In any case, ‘pressure groups’ and ‘campaign groups’ are legitimate democratic movements. The Conservative & Unionist Party is a ‘campaign group’ whose objective it is to influence public opinion.

For the avoidance of any doubt, my own objectives – shared by at least 30% of Councillors (of all parties) and thousands of followers on a number of social media platforms – are as follows:

1) to hold to account elected and paid public servants;

2) to elevate ethical standards in public bodies;

3) to detect and/or prevent crime in the public sector;

4) to highlight incompetence, waste and negative value-for-money transactions in the public sector;

5) to further the legitimate aspirations of my community.
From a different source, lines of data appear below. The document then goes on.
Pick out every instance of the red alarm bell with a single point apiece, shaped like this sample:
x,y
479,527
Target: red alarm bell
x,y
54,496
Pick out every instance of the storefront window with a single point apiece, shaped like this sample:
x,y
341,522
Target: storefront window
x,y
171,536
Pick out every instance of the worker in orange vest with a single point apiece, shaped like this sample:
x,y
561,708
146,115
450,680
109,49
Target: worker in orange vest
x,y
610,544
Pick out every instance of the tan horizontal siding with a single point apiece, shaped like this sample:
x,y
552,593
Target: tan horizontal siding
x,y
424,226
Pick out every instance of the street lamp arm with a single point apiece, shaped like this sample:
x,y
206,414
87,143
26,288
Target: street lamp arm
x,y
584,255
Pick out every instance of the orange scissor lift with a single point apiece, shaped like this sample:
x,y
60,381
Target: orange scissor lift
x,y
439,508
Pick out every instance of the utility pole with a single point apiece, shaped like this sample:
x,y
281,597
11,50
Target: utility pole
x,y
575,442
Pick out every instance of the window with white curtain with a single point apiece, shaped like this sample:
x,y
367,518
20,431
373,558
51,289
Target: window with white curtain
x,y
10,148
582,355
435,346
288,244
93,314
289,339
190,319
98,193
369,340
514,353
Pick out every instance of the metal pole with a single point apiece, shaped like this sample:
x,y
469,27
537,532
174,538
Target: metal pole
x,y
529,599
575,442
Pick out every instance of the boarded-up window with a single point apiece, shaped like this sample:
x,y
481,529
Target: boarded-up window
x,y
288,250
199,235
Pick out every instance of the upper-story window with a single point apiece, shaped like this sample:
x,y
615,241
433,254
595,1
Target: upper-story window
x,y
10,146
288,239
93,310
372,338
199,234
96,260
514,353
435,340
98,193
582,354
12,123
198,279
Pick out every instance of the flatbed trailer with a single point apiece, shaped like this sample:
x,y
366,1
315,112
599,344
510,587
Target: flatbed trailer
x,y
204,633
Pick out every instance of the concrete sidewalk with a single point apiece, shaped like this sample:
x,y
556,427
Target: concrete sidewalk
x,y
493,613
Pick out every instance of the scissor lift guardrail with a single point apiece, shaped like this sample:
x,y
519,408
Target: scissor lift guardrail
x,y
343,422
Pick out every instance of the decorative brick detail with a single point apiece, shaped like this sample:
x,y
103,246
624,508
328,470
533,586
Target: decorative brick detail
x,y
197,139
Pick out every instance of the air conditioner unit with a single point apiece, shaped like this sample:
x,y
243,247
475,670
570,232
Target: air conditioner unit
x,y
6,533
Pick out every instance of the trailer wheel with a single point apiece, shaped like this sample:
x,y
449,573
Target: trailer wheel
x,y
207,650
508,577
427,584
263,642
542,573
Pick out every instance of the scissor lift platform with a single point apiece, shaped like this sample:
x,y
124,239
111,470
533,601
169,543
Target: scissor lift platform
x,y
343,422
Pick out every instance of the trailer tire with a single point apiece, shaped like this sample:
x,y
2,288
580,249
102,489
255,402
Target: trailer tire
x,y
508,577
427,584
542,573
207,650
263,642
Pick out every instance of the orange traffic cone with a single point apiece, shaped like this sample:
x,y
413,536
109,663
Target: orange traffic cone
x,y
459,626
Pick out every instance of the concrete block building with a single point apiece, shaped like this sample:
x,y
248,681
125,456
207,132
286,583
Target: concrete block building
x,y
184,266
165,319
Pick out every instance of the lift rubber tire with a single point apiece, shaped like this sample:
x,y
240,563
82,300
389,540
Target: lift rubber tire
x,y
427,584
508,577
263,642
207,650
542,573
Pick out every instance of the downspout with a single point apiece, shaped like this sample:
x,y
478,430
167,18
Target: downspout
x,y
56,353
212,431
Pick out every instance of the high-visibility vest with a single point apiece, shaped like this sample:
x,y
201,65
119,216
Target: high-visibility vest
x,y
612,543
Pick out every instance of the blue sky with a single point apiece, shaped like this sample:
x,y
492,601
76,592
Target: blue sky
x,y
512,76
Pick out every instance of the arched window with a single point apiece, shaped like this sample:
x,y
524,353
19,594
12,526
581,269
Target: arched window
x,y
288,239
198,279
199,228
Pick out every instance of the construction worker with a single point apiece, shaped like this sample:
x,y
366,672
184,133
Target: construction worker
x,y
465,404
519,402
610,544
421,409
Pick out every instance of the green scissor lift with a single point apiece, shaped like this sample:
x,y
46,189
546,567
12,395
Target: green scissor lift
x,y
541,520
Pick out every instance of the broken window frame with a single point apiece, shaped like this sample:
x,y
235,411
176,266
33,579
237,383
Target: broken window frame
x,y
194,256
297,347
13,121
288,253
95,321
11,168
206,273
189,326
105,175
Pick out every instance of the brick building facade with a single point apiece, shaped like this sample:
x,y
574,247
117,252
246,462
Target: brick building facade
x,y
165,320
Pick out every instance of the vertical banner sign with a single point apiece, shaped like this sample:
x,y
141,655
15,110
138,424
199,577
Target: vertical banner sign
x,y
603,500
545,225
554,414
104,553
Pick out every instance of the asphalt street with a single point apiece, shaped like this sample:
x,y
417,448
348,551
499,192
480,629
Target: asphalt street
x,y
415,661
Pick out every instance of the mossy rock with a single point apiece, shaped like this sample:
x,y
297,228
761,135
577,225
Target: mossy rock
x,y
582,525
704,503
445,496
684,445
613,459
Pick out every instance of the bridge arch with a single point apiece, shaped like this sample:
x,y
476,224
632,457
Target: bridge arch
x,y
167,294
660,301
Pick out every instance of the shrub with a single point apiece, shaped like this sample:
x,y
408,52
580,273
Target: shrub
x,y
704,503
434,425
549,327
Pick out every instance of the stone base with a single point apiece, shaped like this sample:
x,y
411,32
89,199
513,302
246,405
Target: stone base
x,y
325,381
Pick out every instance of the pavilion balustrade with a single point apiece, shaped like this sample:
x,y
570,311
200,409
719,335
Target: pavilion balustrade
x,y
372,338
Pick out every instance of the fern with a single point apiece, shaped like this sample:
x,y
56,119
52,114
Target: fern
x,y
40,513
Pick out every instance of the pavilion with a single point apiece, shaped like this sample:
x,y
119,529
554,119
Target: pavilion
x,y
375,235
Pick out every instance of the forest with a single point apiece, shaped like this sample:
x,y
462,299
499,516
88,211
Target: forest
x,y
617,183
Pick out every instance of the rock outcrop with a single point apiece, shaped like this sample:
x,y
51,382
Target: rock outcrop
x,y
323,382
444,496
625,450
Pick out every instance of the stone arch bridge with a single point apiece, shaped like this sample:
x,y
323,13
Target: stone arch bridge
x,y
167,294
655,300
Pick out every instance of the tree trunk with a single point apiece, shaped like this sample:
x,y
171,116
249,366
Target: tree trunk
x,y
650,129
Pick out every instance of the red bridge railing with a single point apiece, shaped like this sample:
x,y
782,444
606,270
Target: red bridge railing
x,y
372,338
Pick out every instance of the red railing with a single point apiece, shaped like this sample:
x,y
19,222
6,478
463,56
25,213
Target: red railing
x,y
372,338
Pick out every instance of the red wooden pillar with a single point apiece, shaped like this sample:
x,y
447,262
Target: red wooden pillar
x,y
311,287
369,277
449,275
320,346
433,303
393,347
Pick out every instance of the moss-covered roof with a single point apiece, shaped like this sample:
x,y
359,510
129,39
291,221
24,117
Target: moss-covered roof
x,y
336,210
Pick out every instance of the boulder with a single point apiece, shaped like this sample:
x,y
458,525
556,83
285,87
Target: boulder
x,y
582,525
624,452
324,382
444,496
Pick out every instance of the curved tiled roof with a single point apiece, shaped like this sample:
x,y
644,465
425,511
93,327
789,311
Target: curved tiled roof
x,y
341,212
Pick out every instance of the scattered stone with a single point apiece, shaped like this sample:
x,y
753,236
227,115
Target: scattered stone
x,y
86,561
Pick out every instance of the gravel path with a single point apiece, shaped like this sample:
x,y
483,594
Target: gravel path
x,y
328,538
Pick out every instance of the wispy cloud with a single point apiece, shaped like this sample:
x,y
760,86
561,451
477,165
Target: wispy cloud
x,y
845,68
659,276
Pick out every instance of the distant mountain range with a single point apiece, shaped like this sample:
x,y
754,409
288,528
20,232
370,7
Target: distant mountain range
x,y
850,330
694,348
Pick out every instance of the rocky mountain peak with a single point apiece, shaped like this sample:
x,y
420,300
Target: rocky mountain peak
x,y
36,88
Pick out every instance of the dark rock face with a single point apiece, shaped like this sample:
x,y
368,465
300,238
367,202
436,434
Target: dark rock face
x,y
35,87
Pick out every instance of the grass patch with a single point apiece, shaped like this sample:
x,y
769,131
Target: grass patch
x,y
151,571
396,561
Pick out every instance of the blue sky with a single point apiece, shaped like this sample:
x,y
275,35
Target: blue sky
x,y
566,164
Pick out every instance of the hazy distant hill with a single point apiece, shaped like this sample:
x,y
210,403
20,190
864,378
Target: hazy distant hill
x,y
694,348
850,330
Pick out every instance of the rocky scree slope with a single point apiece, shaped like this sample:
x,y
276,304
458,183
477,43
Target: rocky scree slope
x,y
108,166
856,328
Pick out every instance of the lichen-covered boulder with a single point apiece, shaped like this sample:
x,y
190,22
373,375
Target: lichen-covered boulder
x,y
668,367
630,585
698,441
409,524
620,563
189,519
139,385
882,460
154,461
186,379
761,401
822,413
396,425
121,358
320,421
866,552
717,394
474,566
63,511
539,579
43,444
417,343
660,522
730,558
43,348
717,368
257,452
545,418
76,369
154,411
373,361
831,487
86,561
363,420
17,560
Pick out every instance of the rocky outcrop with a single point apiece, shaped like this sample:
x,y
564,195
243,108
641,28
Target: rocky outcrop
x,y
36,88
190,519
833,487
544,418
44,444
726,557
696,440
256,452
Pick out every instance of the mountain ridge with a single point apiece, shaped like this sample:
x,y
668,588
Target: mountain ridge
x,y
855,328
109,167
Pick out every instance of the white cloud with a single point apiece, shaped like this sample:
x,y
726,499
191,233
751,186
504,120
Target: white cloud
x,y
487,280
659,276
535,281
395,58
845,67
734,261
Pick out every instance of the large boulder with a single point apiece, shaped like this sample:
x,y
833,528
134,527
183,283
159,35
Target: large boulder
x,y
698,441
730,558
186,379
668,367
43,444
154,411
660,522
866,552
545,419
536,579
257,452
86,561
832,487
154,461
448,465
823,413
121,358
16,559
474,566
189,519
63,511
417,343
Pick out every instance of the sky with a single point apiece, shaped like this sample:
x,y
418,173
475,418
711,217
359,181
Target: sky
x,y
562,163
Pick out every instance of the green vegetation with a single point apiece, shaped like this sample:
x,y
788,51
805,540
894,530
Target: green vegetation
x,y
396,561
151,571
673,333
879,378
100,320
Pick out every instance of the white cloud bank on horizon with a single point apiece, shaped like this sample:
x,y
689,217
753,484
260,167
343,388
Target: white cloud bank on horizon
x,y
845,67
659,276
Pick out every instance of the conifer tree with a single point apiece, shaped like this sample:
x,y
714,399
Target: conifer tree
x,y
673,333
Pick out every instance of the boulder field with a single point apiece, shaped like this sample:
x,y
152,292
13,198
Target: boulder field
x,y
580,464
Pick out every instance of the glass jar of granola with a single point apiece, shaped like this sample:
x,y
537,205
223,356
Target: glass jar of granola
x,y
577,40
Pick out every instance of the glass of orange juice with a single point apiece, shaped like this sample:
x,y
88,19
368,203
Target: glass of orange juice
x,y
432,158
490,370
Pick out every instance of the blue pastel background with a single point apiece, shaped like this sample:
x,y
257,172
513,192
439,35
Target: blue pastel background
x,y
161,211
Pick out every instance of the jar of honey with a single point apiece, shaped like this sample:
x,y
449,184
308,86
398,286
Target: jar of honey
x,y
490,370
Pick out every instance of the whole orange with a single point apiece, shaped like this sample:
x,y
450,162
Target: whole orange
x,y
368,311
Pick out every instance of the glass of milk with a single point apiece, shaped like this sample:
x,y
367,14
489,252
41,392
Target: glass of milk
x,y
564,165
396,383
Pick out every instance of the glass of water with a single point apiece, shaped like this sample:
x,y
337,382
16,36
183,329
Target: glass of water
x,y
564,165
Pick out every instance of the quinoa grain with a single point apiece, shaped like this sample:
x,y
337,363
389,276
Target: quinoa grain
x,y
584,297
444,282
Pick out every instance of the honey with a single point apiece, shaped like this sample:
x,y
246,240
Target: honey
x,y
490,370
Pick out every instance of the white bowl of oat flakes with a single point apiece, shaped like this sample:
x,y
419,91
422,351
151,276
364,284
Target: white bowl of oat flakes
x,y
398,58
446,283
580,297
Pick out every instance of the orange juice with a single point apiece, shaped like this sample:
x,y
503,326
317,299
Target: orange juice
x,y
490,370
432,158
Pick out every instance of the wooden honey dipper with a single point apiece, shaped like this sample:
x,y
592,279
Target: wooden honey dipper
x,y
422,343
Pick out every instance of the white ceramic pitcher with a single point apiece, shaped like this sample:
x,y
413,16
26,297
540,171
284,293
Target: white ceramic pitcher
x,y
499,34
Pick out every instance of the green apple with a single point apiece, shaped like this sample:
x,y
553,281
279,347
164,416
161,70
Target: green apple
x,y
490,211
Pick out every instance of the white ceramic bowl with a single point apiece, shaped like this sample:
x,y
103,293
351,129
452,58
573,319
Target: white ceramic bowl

The Leader, his Cabinet and the Directorate could hardly find these objectives in any way disagreeable – unless, that is, they have reason to fear the kind of in-depth scrutiny that, in our area, only the Enquirer provides. Those public servants who do stand accountable for their conduct, who do uphold high ethical standards, who commit no crimes, who do work diligently at their jobs and create positive value-for-money solutions, and generally do their level best for their masters (the public) have nothing to fear from me.

I am glad to confirm that two members of the present Cabinet willingly engage with me, by email, by phone and in person, and together we have worked successfully to resolve a number of important issues. I am grateful for that – but, in fact, what it highlights is that the other six must have some issues of their own that makes it necessary for them to lie doggo. I look forward to revealing what those issues are.

Meanwhile, as promised . . .

“VEXATIOUS” Freedom of Information Requesters

Irrespective of the opinions held by the Legal & Democratic Services department of Scarborough Borough Council, there is no such thing, in law, as a “vexatious” requestor, as Judge Stephen CRAGG QC, in Arnold -v- ICO (July 2018), makes clear, at para.24 of his Judgment:

  1. But we do remind ourselves that we have to take all the circumstances surrounding the request into account, and that having done so we have to find that it is the request (and not the requester) that is vexatious.

 [my emphasis]

“UNREASONABLE” or “UNREASONABLY PERSISTENT” Complainants

The Local Government Ombudsman’s interpretation of the law (as extracted from the website, and set out below) seems to have been disregarded by Scarborough Borough Council.

It should be obvious that if SBC held any evidence whatsoever of me conducting my Formal Complaints to the Council in a way that falls foul of the above criteria, that evidence MUST be included in the Council’s recent response to my GDPR Subject Access Request – under which the Council is bound, by law, to provide me with any and every document it holds that includes any reference to me and my published works. But the cupboard is bare.

So which is it? It is an ‘either/or’:

  1. Either the Council does hold evidence of me behaving as described above – in which case, why has this evidence been deliberately omitted from the Council’s SAR response to me?
  2. Or – has the Council complied with GDPR by providing everything it holds on me – and has thereby, in the process, admitted that there is no evidence of me conducting myself within the above definitions and criteria?

Also absent from my SAR response is any acknowledgement or response to several very grave Formal Complaints (some of which have been published on the Enquirer) which have been totally ignored.

Also absent from my SAR response was any statement by me to the effect that it is/was “my stated aim to cause nuisance and disruption to the Council”. That is a malicious lie, any evidence in support of which either does not exist or has been illegally withheld by the Council.

I hope and expect most readers will by now have concluded what I have concluded – that SBC’s true reason for ‘deeming’ me “vexatious” and an “unreasonably persistent complainant” is that time and again I have exposed laziness, sloppiness, stupidity, incompetence, dishonesty, cover-up, corruption and the most outrageous acts of disregard for the Council’s own Constitution and the law of the land.

“They don’t like it up ’em, Captain Mainwaring” – and that is all she wrote.